Just as information generates relevance from data, knowledge makes meaning from information. When information is analyzed in order to generate insights, draw conclusions, make predictions, and drive change, knowledge is created. What sets knowledge apart from information is that it also is made up of other elements such as experience and intuition. In other words, information is often referred to as the who, what, where, when, and why, but knowledge is more focused on the how.

Organizational knowledge is crucial to a business’s success because it adds a competitive edge. Any company can collect data and process this into information. But, what happens to that information is what can take a company to the next level.

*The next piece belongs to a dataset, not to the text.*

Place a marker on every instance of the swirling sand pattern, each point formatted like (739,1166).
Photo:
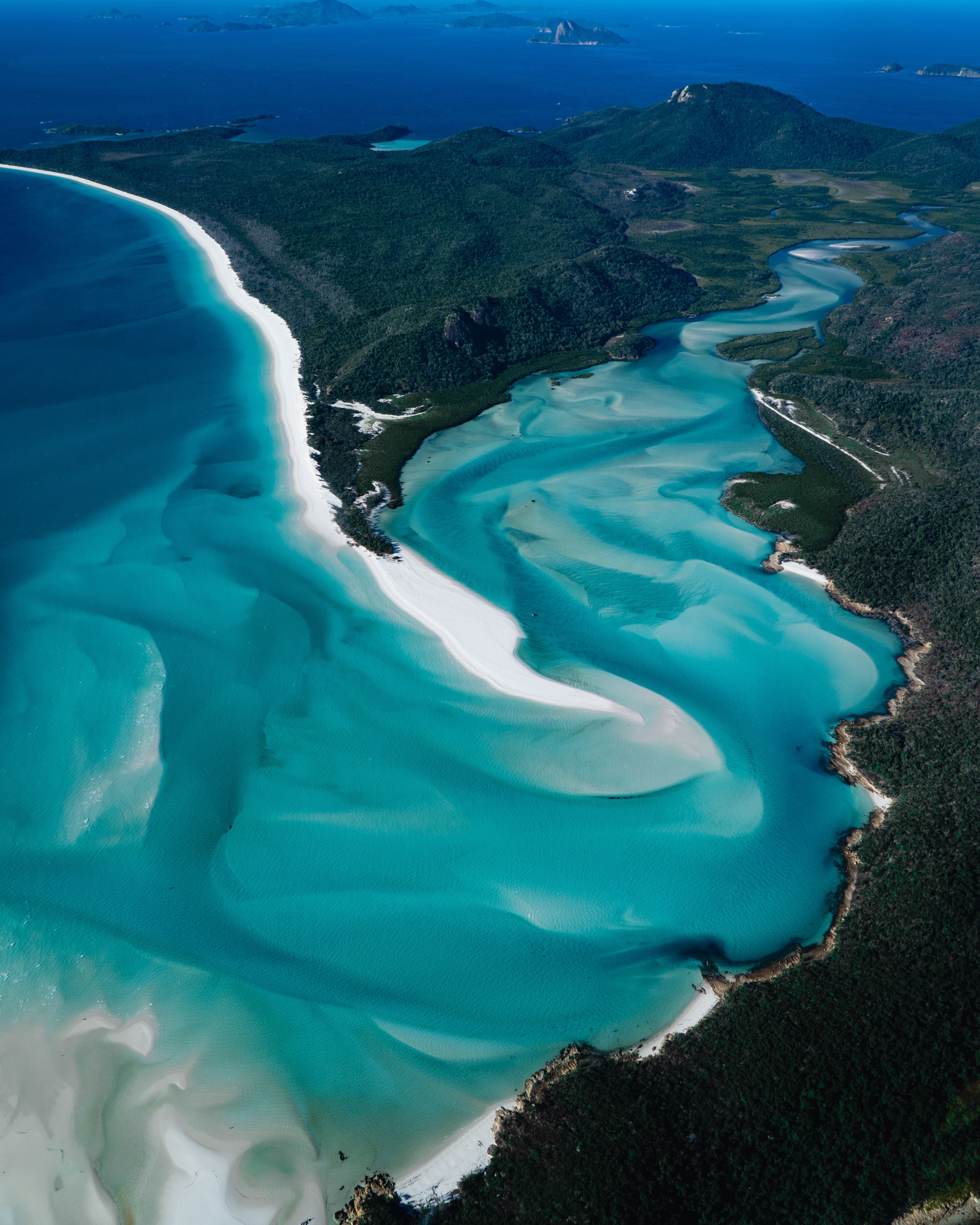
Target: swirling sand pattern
(281,878)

The relationship between data, information, and knowledge is often linked to a pyramid structure, known as the knowledge hierarchy. This concept positions data at the bottom, information in the middle tier, and knowledge at the top, where each rung of the pyramid has gained an extra level of value than the stage before it.

The ultimate goal is that knowledge management tools and processes turn data to information, and then to knowledge, which then is channeled into action. Action can be anything from a change in tactic, a decision being taken, or even a learning experience for an employee or team.

Here at Lessonly, we like to think of the relationship between information and knowledge management not as a pyramid, but more like a cake. Yes, that’s right. Hear us out.

Let’s say data is a cake’s ingredients. A raw egg, a packet of flour, or a teaspoon of baking soda are next to useless by themselves. These individual items gain relevance when they’re combined with the other ingredients on the list, which is like information, where the data has been put into context. Yet, a list of ingredients alone still does not make a cake.

Knowledge is therefore the recipe, where the ingredients list has been transformed into an expertly considered formulation and sequence that results in a valuable outcome (a delicious triple-layered victoria sponge, for example).

Going one step further with this metaphor, almost anybody equipped with a recipe can make a half-decent cake (we hope). Still, an expert baker also taps into their learned experience and intuition to kick their dessert up a notch.

We like to think about data, information, and knowledge in this way, as it means they aren’t measured against each other in a hierarchical structure but regarded as working in tandem towards the desired outcome.

So, why do these definitions matter?

Why should we care about all this jargon anyway? Here’s why.

We’re living in a knowledge-intensive era. Businesses are investing heavily into driving their data and information into “actionable insights”, another popular buzzword which is when gained knowledge leads to meaningful action and improvement of your company and its team.

But misunderstandings on the nature of data, information, and knowledge, and how they are interlinked, are leading businesses to fall short of their goals. Many companies mistakenly drown their systems with more and more data and information in a “throw everything at the wall and see what sticks” approach, without considering that generating knowledge actually requires an active and skillful process.

These issues stem from the misconception that information equates to knowledge when this isn’t the case. Just because an employee may have a heap of information about a given subject, this doesn’t mean by default they have the experience and intuition to come to conclusions, value judgments, or informed decisions. That, our friends, is knowledge.

And, even when valuable knowledge is flowing throughout an organization in abundance, businesses’ need a successful knowledge management framework to capture and optimize it. Without that, knowledge runs the risk of not reaching the right people at the right time or isn’t packaged in a way that makes employees understand its use and value to them, getting lost in translation. This is why knowledge management in organizations is so crucial.

After all, knowledge without management is like an ambitious goal without a plan: a missed opportunity.